Chronique d’album : Alceste par Christophe Rousset et Les Talens Lyriques

Xl_alceste © DR

Vendredi dernier sortait chez Aparté un nouvel enregistrement de la tragédie en musique de Lully, Alceste, sous la direction de Christophe Rousset. Accompagné par son ensemble Les Talens Lyriques, le Chœur de Chambre de Namur et les solistes sur lesquels nous reviendrons plus loin, il nous livre un coffret de deux albums (de 80 et 70 minutes) qui s’inscrit dans un projet plus global poursuivi depuis plusieurs années autour de l’exploration de Lully.

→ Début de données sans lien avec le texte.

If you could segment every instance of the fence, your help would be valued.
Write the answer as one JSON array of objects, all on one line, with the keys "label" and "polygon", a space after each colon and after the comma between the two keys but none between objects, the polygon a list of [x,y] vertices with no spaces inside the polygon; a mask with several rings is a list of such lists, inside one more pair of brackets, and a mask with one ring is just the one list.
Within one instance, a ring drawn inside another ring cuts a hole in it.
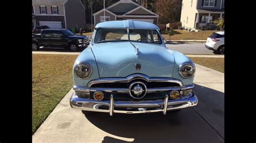
[{"label": "fence", "polygon": [[166,29],[166,25],[163,24],[158,24],[157,26],[159,27],[160,30],[165,30]]},{"label": "fence", "polygon": [[181,26],[181,22],[171,23],[166,24],[166,27],[170,29],[170,27],[172,27],[173,29],[178,29],[179,26]]}]

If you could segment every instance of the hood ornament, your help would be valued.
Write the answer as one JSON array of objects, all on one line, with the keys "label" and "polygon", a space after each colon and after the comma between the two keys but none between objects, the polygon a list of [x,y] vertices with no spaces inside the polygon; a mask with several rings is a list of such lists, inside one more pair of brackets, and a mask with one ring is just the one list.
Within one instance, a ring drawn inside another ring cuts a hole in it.
[{"label": "hood ornament", "polygon": [[131,41],[130,41],[130,42],[133,46],[133,47],[134,47],[136,55],[139,55],[139,47],[138,47],[138,46],[135,46],[135,45],[133,44],[132,44],[132,42],[131,42]]},{"label": "hood ornament", "polygon": [[140,63],[135,63],[135,68],[137,70],[140,70],[140,68],[142,67],[142,65]]}]

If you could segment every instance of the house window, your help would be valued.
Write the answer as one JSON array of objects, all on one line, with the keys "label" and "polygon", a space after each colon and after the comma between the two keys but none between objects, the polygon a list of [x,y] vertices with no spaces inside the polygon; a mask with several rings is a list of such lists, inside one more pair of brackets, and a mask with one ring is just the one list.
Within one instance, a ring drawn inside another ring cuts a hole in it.
[{"label": "house window", "polygon": [[[202,16],[202,20],[201,20],[201,23],[207,23],[208,22],[208,16]],[[210,16],[210,23],[212,23],[212,16]]]},{"label": "house window", "polygon": [[46,7],[45,6],[40,6],[40,12],[41,14],[46,14]]},{"label": "house window", "polygon": [[105,16],[105,20],[104,20],[104,17],[101,16],[100,17],[100,22],[108,22],[110,20],[110,17],[109,16]]},{"label": "house window", "polygon": [[204,0],[204,7],[214,7],[215,0]]},{"label": "house window", "polygon": [[58,9],[56,6],[51,6],[52,13],[53,15],[58,14]]}]

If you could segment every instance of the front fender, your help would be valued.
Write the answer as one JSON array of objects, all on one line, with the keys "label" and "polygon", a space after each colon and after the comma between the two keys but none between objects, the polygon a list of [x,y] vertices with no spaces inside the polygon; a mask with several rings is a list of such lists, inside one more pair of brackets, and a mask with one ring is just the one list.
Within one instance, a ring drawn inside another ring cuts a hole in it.
[{"label": "front fender", "polygon": [[[88,78],[85,80],[78,78],[74,74],[76,66],[81,63],[89,63],[92,68],[92,74]],[[90,46],[84,49],[75,61],[74,66],[73,67],[73,77],[74,85],[82,87],[86,86],[91,80],[99,78],[98,67]]]},{"label": "front fender", "polygon": [[185,78],[183,77],[179,73],[179,67],[180,65],[185,62],[193,63],[193,61],[187,56],[177,51],[173,51],[173,56],[174,56],[175,62],[172,78],[180,80],[182,81],[184,85],[193,84],[194,75],[190,78]]}]

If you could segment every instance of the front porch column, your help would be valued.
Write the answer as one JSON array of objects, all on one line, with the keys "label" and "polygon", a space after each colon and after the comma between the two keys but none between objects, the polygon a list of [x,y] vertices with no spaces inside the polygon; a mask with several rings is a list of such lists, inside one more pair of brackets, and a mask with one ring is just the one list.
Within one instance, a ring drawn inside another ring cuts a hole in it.
[{"label": "front porch column", "polygon": [[207,20],[207,23],[210,23],[210,17],[211,16],[211,13],[209,13],[209,15],[208,15],[208,19]]},{"label": "front porch column", "polygon": [[197,20],[196,20],[196,23],[198,23],[199,21],[199,13],[197,13]]}]

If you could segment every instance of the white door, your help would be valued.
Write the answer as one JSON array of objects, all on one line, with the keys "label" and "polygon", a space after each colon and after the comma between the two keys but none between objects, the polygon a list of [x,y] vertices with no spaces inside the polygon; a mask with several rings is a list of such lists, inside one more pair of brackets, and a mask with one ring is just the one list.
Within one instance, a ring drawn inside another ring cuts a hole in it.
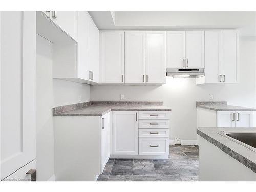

Ainsi que le rappelle le livret (et plus précisément la présentation signée Jean Duron), « une véritable cabale se leva contre Alceste » dès sa création, « réunissant, bien au-delà de la position de Racine qui visait plutôt Quinault, tous ceux qui contestaient le privilège d’opéra obtenu par Lully ». La controverse n’empêcha cependant en rien la naissance de cette œuvre à la Cour et les répétitions débutèrent dès l’automne 1673, convaincant chaque auditeur. Un engouement qui ne se démentit point lorsque la pièce fut à nouveau donnée à l’ouverture des Divertissements de Versailles de l’été 1674. « Ce succès d’Alceste jadis et l’intérêt que l’œuvre suscite encore aujourd’hui doit beaucoup à la force du livret, à la beauté des vers et de la musique », mais à la construction musicale alors nouvelle qui sollicite sans cesse l’oreille par des choix recherchés qui fonctionnent aujourd’hui encore.

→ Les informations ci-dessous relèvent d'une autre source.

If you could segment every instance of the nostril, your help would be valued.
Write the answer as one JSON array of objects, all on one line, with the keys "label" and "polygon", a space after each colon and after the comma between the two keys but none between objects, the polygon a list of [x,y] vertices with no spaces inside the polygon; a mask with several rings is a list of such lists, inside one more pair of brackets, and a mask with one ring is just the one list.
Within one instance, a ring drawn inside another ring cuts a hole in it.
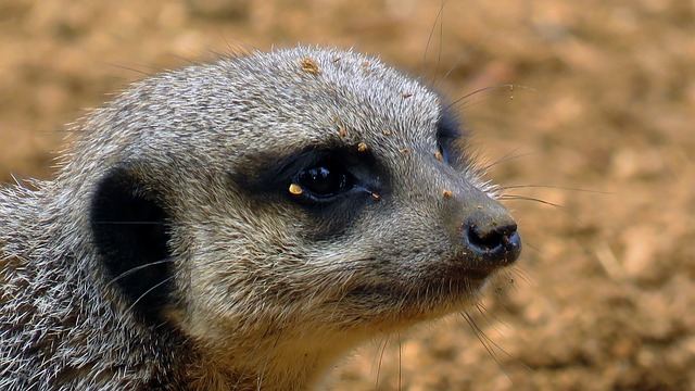
[{"label": "nostril", "polygon": [[464,226],[464,240],[476,255],[493,263],[511,263],[521,252],[521,238],[517,225],[479,225],[470,223]]}]

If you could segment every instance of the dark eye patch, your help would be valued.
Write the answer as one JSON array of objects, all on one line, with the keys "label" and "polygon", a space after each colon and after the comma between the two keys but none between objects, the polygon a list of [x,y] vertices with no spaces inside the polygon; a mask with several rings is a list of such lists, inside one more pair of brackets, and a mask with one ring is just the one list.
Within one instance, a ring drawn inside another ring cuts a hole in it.
[{"label": "dark eye patch", "polygon": [[442,112],[437,122],[437,147],[445,162],[457,165],[462,160],[462,150],[457,143],[464,138],[460,124],[456,116],[447,109]]},{"label": "dark eye patch", "polygon": [[312,240],[340,235],[366,205],[379,202],[388,187],[386,169],[372,153],[348,146],[254,160],[265,164],[256,166],[253,175],[232,176],[235,187],[258,207],[295,205],[288,213],[298,220],[311,220],[302,225],[302,234]]}]

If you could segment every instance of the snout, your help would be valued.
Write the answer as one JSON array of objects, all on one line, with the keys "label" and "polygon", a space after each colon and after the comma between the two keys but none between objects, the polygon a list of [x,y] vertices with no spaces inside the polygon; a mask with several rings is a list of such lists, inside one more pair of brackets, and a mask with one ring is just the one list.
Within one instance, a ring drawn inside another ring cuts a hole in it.
[{"label": "snout", "polygon": [[460,227],[467,252],[485,268],[514,263],[521,253],[517,224],[508,215],[476,213]]}]

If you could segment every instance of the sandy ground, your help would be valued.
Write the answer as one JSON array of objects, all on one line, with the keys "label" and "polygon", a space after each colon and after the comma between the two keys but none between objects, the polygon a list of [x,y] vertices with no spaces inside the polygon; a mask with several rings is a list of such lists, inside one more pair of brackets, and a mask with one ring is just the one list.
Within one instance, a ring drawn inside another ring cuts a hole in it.
[{"label": "sandy ground", "polygon": [[440,5],[3,0],[0,180],[50,178],[65,124],[147,74],[354,47],[462,99],[526,252],[481,311],[364,346],[334,389],[695,389],[695,2]]}]

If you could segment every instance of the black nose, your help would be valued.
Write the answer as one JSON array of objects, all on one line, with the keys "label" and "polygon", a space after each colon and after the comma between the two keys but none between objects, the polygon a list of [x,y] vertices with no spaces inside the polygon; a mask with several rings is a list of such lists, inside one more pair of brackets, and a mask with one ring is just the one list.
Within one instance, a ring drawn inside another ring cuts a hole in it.
[{"label": "black nose", "polygon": [[503,266],[515,262],[521,253],[521,237],[514,222],[471,219],[463,226],[462,234],[468,250],[486,263]]}]

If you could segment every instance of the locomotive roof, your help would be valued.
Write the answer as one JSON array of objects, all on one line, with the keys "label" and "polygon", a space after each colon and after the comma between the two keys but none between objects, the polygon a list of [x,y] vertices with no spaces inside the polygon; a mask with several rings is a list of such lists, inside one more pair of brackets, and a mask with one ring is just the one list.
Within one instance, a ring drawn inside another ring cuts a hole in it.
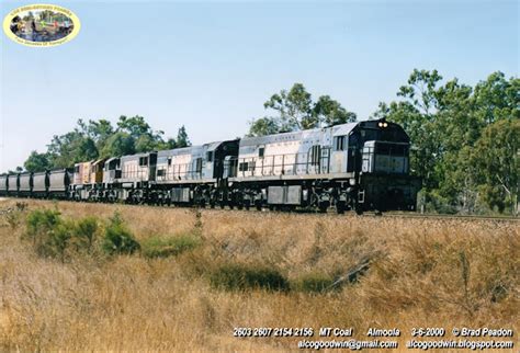
[{"label": "locomotive roof", "polygon": [[196,146],[189,146],[189,147],[181,147],[181,148],[173,148],[167,150],[160,150],[157,152],[157,157],[167,157],[167,156],[181,156],[181,155],[191,155],[193,151],[201,151],[204,148],[207,152],[215,150],[218,146],[221,146],[224,141],[214,141],[204,145],[196,145]]},{"label": "locomotive roof", "polygon": [[334,130],[334,136],[343,136],[343,135],[349,135],[350,132],[352,132],[355,128],[355,126],[358,126],[360,122],[347,123],[347,124],[336,125],[331,127],[318,127],[318,128],[310,128],[310,129],[299,130],[299,132],[273,134],[273,135],[265,135],[265,136],[244,137],[240,140],[240,147],[256,146],[259,144],[269,144],[269,143],[274,143],[274,141],[301,140],[309,135],[313,135],[315,133],[326,130],[329,128]]}]

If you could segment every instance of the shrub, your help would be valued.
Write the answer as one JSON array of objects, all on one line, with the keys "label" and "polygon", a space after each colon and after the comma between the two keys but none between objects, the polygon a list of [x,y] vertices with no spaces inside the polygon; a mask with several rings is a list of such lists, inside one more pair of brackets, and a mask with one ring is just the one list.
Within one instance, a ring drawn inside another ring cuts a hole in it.
[{"label": "shrub", "polygon": [[306,293],[323,293],[331,289],[335,280],[324,273],[308,273],[296,278],[291,288]]},{"label": "shrub", "polygon": [[140,249],[132,232],[123,225],[118,213],[114,214],[105,228],[102,249],[110,255],[132,254]]},{"label": "shrub", "polygon": [[88,252],[91,252],[97,232],[98,219],[95,217],[86,217],[79,220],[74,229],[76,250],[86,249]]},{"label": "shrub", "polygon": [[27,216],[26,226],[26,237],[33,241],[37,254],[65,260],[72,225],[64,221],[58,210],[33,210]]},{"label": "shrub", "polygon": [[218,266],[210,275],[210,282],[217,288],[227,291],[262,288],[287,291],[287,280],[275,269],[263,265],[227,263]]},{"label": "shrub", "polygon": [[150,237],[143,242],[142,253],[146,258],[167,258],[193,250],[201,243],[192,235],[180,235],[171,238]]},{"label": "shrub", "polygon": [[37,241],[60,223],[59,212],[53,209],[35,209],[27,216],[27,237]]}]

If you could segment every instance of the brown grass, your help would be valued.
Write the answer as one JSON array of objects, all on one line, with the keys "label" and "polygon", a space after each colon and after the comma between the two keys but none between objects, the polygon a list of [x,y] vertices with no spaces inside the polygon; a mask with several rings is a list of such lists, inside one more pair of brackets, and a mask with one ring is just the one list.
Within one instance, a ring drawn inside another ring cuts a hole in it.
[{"label": "brown grass", "polygon": [[[0,208],[14,201],[0,202]],[[117,209],[137,240],[193,230],[183,208],[29,202],[64,217],[106,219]],[[5,216],[2,216],[5,218]],[[166,259],[138,254],[38,258],[23,219],[0,219],[0,351],[286,351],[296,338],[238,339],[235,327],[511,328],[518,337],[517,221],[397,219],[203,210],[203,244]],[[22,217],[23,218],[23,217]],[[222,263],[272,266],[295,282],[338,277],[339,291],[226,292],[207,272]],[[315,338],[317,333],[315,334]],[[518,340],[518,339],[517,339]],[[518,343],[517,343],[518,344]]]}]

Christophe Rousset poursuit donc son exploration de l’univers de Lully avec son ensemble des Talens Lyriques qui s’est imposé comme l’un des meilleurs spécialistes du répertoire baroque et qui occupe une place désormais incontournable dans le paysage musical, notamment grâce à son désir d’exhumer certaines œuvres injustement tombées dans l’oubli. En effet, outre les enregistrements de Jean-Claude Malgoire datant de 1975 et 1992, Alceste reste l’un de ces opéras peu gravés. L’ancienneté du dernier album à faire date suffit à justifier celui d’aujourd’hui, d’autant qu’il est réalisé avec brio.  

Le chef met ici tout son talen(t/s) pour servir Alceste, tant dans sa musicalité que dans sa théâtralité, donnant les accents tragiques du livret à sa direction. L’équilibre des sons est des plus harmonieux, les ornements sont présents sans jamais prendre une ampleur trop importante qui rendrait l’œuvre globale indigeste, les contrastes si importants ici sont mis en lumière par un savant jeu de clair-obscur parfaitement maîtrisé tant par l’ensemble que par les solistes présents dans cet enregistrement.

Qu’il s’agisse de Judith van Wanroij dans le rôle-titre et celui de la Gloire, Edwin Crossley-Mercer (Alcide), Emiliano Gonzalez Toro (Admète), Ambroisine Bré (Céphise, Proserpine et les Nymphes des Tuileries), Douglas Williams (Lycomède et Caron), Etienne Bazola (Cléante, Straton, Pluton et Eole), Bénédicte Tauran (Thétis, Diane, Nympe de la Marne), Lucia Martin Carton ou encore Enguerrand de Hys, tous sans exception laisse entendre une excellente prononciation, évidemment déterminante pour tout enregistrement audio. Les nuances sont également présentes, les lignes de chant sont d’une grande clarté et chaque personnage trouve naissance dans la voix qui l’incarne.

Enfin, l’objet en lui-même est un coffret sous forme de livre de la taille d’un album, symbolisant Alceste par deux pièces maîtresses d’un échiquier. Quelques rares illustrations viennent ponctuer le livret ainsi que le texte introductif fort intéressant signé Jean Duron qui retrace l’histoire de l’œuvre. On regrette cependant que Christophe Rousset n’ait pas participé, même brièvement, à la rédaction d’un texte explicatif.

Une autre belle idée de cadeau pour tout amoureux du baroque, mais les adeptes pourront également entendre cette version d’Alceste à l’Opéra Royal de Versailles dimanche 10 décembre.